Breast Cancer Survivor Shares Her Journey
Sue Knox, who is now 64, was diagnosed with stage three breast cancer in August of 2015. Today, she is proudly disease-free. Recently, she shared her story with Personalized Hematology-Oncology of Wake Forest in hopes of helping others with their own journey with cancer.
What were your thoughts when they told you that you do have breast cancer?
Well, I don’t know, sometimes I think I’m a little bit different than most people but maybe not. I found the tumor myself, and I knew immediately in my heart what it was. When the doctor did all the tests and the labs said “yes, it is breast cancer” – my thought was: “okay, I already know that, what do we do next?”
What events led up to your diagnosis? Do you regularly do a self-check? Or how often would you do that?
I went for my yearly mammogram. I paid the extra money to get the 3-D mammogram when it became available and kept up routine appointments with my doctor. I guess you could say I did self-check. I’m a creature of habit and every time I take a shower, I lather my body with lotion when I get out. That’s how I found the tumor. I was putting lotion on, and I felt it. I didn’t have a specific day when I said I’m going to do a self-exam. I kind of did it all the time.
How did you choose to share your diagnosis with your family and friends?
I got the diagnosis on a Friday and was scheduled to go visit my brother in Pennsylvania. I am 64 now, and I was 62 when I was diagnosed. So basically, I have my brothers and my sons, and when I went to visit my brothers, I told two of them in person. My son and my third brother I talked to on the phone because they were farther away.

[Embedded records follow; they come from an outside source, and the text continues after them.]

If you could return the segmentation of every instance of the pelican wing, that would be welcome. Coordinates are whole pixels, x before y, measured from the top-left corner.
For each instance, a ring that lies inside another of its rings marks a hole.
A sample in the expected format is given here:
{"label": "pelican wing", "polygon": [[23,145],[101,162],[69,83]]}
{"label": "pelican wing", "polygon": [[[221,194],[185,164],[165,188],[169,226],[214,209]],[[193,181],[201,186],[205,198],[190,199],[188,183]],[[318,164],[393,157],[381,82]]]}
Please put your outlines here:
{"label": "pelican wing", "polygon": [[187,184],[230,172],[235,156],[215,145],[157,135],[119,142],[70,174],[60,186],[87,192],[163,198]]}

Was there anything your friends or family members said to you that meant the most to you while you were trying to beat your breast cancer?
I don’t think there was anything in particular they said. I have a group of friends from college – there’s five of us; one of us had been diagnosed 20 years ago with breast cancer, and another had been diagnosed five years ago with breast cancer. So, when I was diagnosed, the support of that little group because two of us had already been there was really important.
It was having somebody that had gone through something similar to what I’d gone through. There wasn’t anything in particular that someone said but just having the support of the people around me made the difference.
Can you talk about your course of treatment and how long you were in treatment?
My breast surgeon is the one that referred me to Dr. Castillos, and when I went to see him for my first big consultation I had asked my brother in Pennsylvania if he would come down and go with me because I’m by myself. My son was in Houston at the time, so I asked my brother to come and go with me. He and his wife, my sister-in-law, came down and went with me to the appointment.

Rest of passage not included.